Having too high of a nitrate level can do the same thing too.


----------



## Prez44203 (Oct 10, 2007)

Well, it doesn't seem TOO crowded. Certainly a bit, but not totally unreasonable.


----------



## notaverage (Sep 10, 2005)

Piranha_man said:


> Could be ammonia burn.
> 
> Having too high of a nitrate level can do the same thing too.


Ammonia burn doesn't go away right?


----------



## Hydro23 (Nov 30, 2007)

Ammonia was a bit high, I added some aquariam salt anyways and I will be carrying out a 25% water change tomorrow.


----------



## Dr. Giggles (Oct 18, 2003)

notaverage said:


> Ammonia burn doesn't go away right?


Wrong :laugh:

I doubt very much that it is an ammonia problem since the fish are in the tank for 2 days.

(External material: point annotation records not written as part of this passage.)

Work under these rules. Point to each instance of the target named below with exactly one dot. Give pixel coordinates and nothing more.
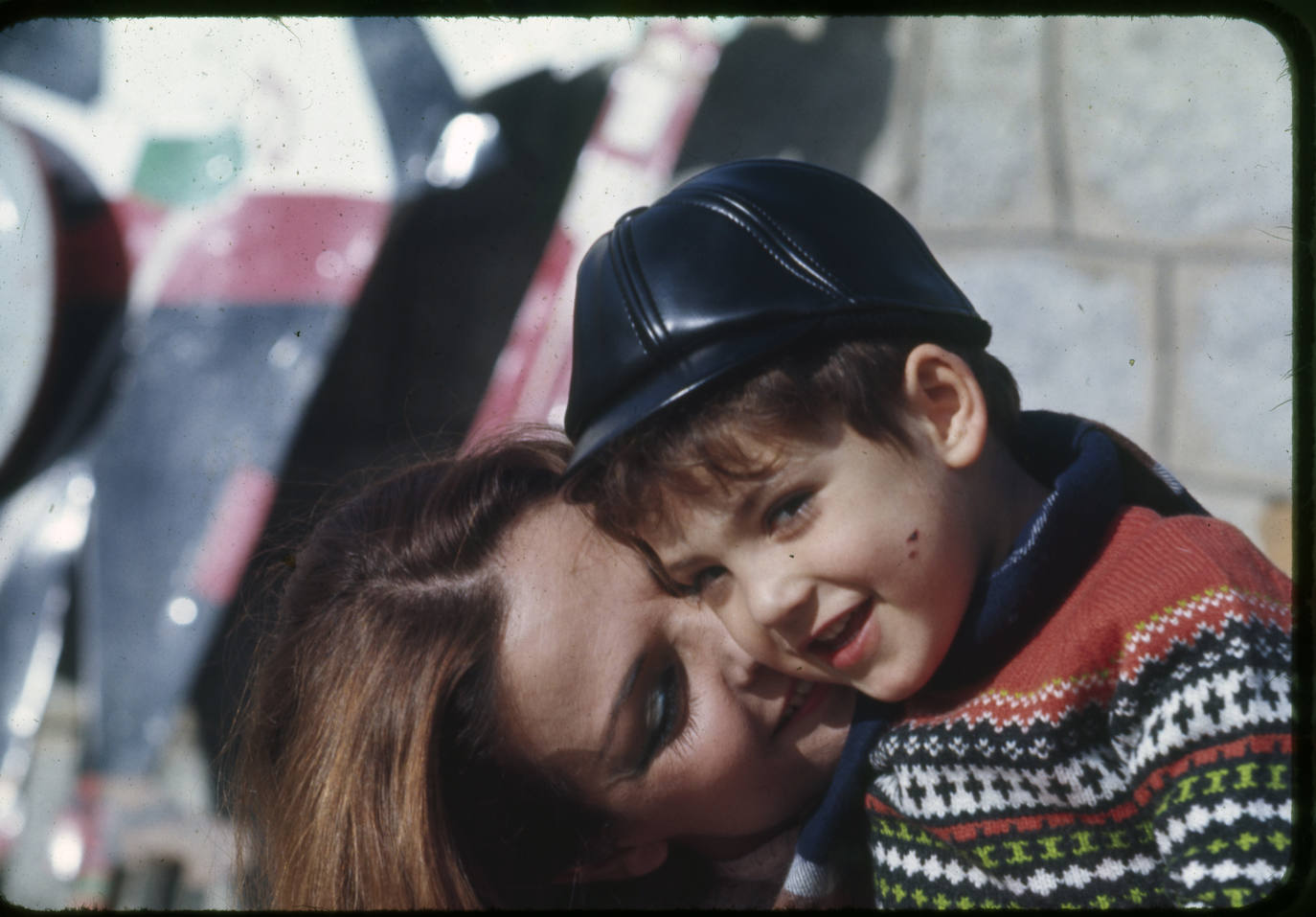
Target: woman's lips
(847, 645)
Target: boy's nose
(777, 600)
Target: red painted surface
(232, 535)
(312, 250)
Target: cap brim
(676, 381)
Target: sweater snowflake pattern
(1135, 753)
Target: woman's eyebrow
(628, 684)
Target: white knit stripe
(1199, 818)
(1162, 733)
(1239, 608)
(1055, 699)
(949, 874)
(1259, 873)
(989, 791)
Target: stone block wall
(1115, 195)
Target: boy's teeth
(834, 630)
(796, 701)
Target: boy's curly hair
(713, 440)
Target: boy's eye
(781, 515)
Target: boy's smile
(849, 562)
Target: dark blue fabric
(1082, 465)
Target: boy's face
(851, 562)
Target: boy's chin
(732, 847)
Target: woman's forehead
(577, 616)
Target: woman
(470, 698)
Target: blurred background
(243, 262)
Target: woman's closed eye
(703, 581)
(666, 713)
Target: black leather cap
(734, 266)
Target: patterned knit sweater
(1135, 753)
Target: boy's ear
(943, 395)
(622, 863)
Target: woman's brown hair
(372, 768)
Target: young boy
(781, 396)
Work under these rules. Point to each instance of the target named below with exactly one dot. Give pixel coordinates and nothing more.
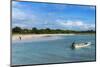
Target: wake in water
(39, 39)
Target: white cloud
(76, 24)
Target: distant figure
(20, 37)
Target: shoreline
(34, 36)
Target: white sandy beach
(34, 36)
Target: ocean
(53, 49)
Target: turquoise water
(54, 49)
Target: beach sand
(33, 36)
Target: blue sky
(54, 16)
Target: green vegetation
(34, 30)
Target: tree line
(34, 30)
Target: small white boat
(80, 45)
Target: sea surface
(53, 49)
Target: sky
(53, 16)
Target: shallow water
(53, 49)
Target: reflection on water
(54, 49)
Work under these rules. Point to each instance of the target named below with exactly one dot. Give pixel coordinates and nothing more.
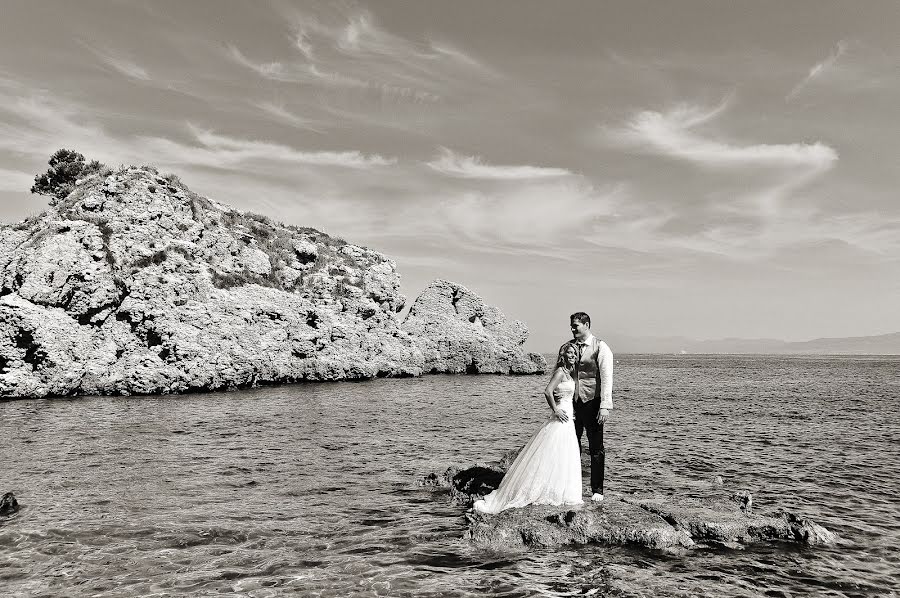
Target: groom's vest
(587, 371)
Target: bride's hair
(562, 354)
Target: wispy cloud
(670, 134)
(270, 70)
(281, 113)
(472, 167)
(120, 63)
(219, 149)
(818, 69)
(15, 180)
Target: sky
(702, 169)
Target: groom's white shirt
(605, 363)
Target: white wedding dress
(547, 470)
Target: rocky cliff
(464, 335)
(133, 284)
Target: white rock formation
(135, 285)
(459, 333)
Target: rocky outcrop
(8, 504)
(458, 333)
(649, 521)
(133, 284)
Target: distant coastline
(882, 344)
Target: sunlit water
(312, 489)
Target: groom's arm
(559, 359)
(605, 366)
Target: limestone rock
(8, 504)
(650, 521)
(133, 284)
(459, 333)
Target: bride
(548, 469)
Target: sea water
(312, 489)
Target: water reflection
(310, 489)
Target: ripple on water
(311, 489)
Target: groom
(593, 394)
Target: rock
(133, 284)
(129, 286)
(650, 521)
(8, 504)
(458, 333)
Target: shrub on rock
(66, 167)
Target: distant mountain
(882, 344)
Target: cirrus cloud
(452, 164)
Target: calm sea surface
(312, 489)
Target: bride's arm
(555, 379)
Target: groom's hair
(582, 317)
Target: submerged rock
(459, 333)
(650, 521)
(8, 504)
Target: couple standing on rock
(548, 468)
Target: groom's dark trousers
(586, 421)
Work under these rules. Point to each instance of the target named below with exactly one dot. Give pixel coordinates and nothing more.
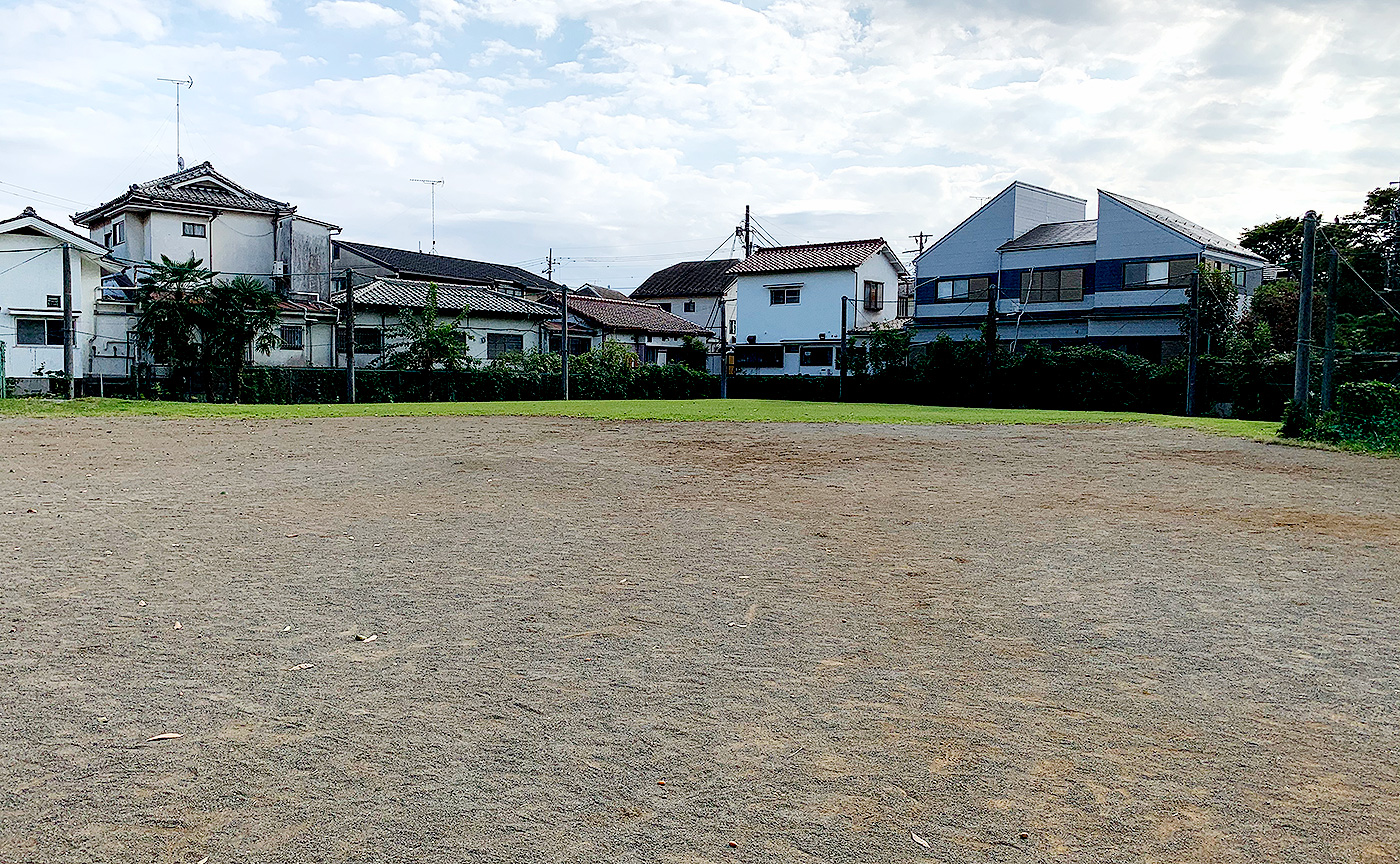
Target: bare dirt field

It can be that the water you have them in has alot lower pH than they were used to and has acid burn, or most likely the cause is an injury from either another fish or from decor.

Also check the eye real closely for worms. If the white film gets worse you may want to isolate and treat with a broad spectrum antibiotic


----------



## Hydro23 (Nov 30, 2007)

Another thing I noticed is that my fish like hanging out in their own part of the tank. They swim around but most of the time they're just kinda hanging out in a corner or something. Is this normal since they're still getting used to the tank?

Edit: They're usually all together when they're just "staying still" in the tank.


----------



## Dr. Giggles (Oct 18, 2003)

Hydro23 said:


> Another thing I noticed is that my fish like hanging out in their own part of the tank. They swim around but most of the time they're just kinda hanging out in a corner or something. Is this normal since they're still getting used to the tank?
> 
> Edit: They're usually all together when they're just "staying still" in the tank.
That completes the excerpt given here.